It comes as no surprise to learn that two members of the so-called “Big Six” energy companies are in talks to combine their household energy businesses and boil the market down to a “Big Five”.
The backdrop to this potential deal is that SSE and Innogy, in common with the other members of the Big Six, have been losing customers.
Awareness of switching among household energy customers has never been stronger and, so far this year, more than four-and-a-half million UK households are thought to have done so.
That tide of switching has been bad for the Big Six.
Non-Big Six suppliers now account for 20% of the UK market. They had less than 1% only a decade ago.
Npower’s German owner, Innogy, has been frustrated with the business for years.
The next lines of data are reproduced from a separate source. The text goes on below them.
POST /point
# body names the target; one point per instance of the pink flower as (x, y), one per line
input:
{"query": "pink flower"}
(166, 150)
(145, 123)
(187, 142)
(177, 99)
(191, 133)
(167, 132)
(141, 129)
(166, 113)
Last year it lost €109m and in 2015 it lost €137m.
Its ultimate owners at the company’s headquarters in Essen have plainly decided that those losses, which give the lie to the constant refrain of politicians that the energy companies “rip off” their customers, can no longer be tolerated.
Image: Npower is owned by Germany’s Innogy
They may have been encouraged in that view by the UK Government’s looming energy price cap, which is likely to further depress npower’s ability to claw its way back to profitability.
SSE, meanwhile, has clearly had enough of being a target for politicians, consumer groups and tabloid newspapers.
It makes 85% of its profits from its networks business and from its generating activities, with household supply accounting for just 15%, yet there is no doubt that its attractiveness to investors has been hit by the constant drumbeat of comment about “rip-off” tariffs.
Even taking into account the rise triggered by this news, its shares have fallen by 8.44% so far this year, against a 6.71% rise in the FTSE-All Share index and a 5.25% increase in the FTSE-100.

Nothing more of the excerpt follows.